Updated by Greg Farnum almost 8 years ago
I think the actual bug here is that, as you note, ll_lookup calls fill_stat without checking that it has As (and whatever else is needed, like Ls may be needed and probably isn't checked in most places).
Having the MDS return a trace as well (at least, if nlink > 0 now) would be a good performance optimization.
Updated by Jeff Layton almost 8 years ago
Ok, I have a couple of small patches that fix the testcase. One is a client-side patch to fix the ctime handling in fill_stat, and the other is a patch to make the MDS send is_target traces in UNLINK replies.
The real fix though is to ensure that when we're doing a fill_stat, that we actually hold the necessary caps. This part is a bit more tricky to get right, and requires reworking some of the client code (and me getting a better understanding of of the general caps semantics as well).
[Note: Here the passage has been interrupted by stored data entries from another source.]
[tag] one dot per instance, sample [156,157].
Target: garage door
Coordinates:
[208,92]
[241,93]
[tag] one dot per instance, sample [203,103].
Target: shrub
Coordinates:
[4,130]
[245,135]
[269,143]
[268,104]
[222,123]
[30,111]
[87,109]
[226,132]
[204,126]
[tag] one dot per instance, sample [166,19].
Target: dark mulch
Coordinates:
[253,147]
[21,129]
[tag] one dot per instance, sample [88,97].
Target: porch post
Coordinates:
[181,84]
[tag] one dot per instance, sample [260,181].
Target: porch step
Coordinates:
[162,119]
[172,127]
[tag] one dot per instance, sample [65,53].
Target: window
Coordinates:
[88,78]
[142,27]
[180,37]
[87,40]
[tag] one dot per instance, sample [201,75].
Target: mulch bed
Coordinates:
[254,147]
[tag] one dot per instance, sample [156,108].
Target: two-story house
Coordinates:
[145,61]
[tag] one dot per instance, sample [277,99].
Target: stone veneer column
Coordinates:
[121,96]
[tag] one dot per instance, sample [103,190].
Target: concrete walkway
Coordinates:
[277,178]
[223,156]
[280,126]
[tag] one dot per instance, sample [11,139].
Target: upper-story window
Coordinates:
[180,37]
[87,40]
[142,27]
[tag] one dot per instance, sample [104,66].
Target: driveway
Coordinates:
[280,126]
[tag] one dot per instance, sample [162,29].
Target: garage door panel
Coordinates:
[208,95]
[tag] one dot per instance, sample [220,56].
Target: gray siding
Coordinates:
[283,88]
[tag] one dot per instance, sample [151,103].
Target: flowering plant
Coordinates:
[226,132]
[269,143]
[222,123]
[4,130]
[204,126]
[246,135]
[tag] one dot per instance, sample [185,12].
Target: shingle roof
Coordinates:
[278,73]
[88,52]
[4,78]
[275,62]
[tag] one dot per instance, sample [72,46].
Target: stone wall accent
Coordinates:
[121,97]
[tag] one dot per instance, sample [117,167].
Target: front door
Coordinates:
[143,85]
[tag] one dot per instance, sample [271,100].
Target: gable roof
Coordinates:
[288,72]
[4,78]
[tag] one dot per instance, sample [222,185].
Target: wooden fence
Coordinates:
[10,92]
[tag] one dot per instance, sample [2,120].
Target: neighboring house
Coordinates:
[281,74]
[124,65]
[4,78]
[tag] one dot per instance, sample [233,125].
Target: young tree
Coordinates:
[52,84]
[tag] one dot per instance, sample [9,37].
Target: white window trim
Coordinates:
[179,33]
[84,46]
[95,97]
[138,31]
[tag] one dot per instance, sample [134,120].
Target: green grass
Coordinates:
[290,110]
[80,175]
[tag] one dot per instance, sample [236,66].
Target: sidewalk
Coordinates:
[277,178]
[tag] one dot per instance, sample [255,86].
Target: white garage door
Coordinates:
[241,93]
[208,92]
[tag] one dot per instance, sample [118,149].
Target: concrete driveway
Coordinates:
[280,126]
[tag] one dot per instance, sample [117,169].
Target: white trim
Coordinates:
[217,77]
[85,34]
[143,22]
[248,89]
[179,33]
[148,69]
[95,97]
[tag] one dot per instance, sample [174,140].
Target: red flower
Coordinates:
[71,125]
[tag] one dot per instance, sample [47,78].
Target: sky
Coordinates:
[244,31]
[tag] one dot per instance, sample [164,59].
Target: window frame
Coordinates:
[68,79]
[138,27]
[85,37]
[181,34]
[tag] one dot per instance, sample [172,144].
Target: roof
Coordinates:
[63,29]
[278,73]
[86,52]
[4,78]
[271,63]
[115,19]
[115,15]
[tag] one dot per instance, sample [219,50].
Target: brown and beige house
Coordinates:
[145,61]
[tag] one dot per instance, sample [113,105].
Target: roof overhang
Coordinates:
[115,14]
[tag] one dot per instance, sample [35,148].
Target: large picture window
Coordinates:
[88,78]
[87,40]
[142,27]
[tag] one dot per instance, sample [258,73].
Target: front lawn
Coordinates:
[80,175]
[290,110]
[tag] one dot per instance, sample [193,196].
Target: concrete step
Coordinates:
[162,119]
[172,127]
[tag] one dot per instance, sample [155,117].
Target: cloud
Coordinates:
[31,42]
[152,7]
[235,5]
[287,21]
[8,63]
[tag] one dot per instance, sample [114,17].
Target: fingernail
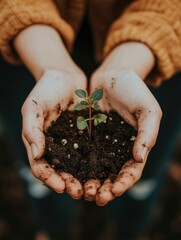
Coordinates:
[144,154]
[34,150]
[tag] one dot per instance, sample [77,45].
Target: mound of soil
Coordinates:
[70,150]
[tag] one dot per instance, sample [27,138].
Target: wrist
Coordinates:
[41,49]
[132,56]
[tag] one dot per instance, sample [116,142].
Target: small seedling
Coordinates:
[90,102]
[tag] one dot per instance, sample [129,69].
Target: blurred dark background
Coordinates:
[25,203]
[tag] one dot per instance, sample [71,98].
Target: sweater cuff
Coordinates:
[13,21]
[157,34]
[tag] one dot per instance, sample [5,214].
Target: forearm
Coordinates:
[40,47]
[131,55]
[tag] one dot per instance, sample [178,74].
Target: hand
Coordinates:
[126,93]
[50,96]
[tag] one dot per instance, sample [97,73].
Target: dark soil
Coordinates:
[70,150]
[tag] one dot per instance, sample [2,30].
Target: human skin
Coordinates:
[42,51]
[121,76]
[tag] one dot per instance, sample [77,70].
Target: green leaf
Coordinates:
[96,106]
[98,118]
[81,93]
[79,107]
[97,95]
[81,123]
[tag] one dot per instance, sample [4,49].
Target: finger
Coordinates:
[104,194]
[33,127]
[96,83]
[42,170]
[72,185]
[52,115]
[90,189]
[148,126]
[129,174]
[125,114]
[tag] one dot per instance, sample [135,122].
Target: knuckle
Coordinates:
[25,133]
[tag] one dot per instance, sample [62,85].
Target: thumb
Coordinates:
[148,127]
[33,128]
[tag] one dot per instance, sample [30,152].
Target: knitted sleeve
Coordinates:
[16,15]
[157,24]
Updated by Jeff Layton almost 8 years ago
Pull request with the fix is up here:
https://github.com/ceph/ceph/pull/10386
Updated by Jeff Layton over 7 years ago
- Status changed from In Progress to Resolved
Ok, PR is now merged!
Updated by John Spray over 7 years ago
- Status changed from Resolved to Pending Backport
- Backport set to jewel
Updated by Nathan Cutler over 7 years ago
- Copied to Backport #16946: jewel: client: nlink count is not maintained correctly added
Updated by Loïc Dachary over 7 years ago
- Status changed from Pending Backport to Resolved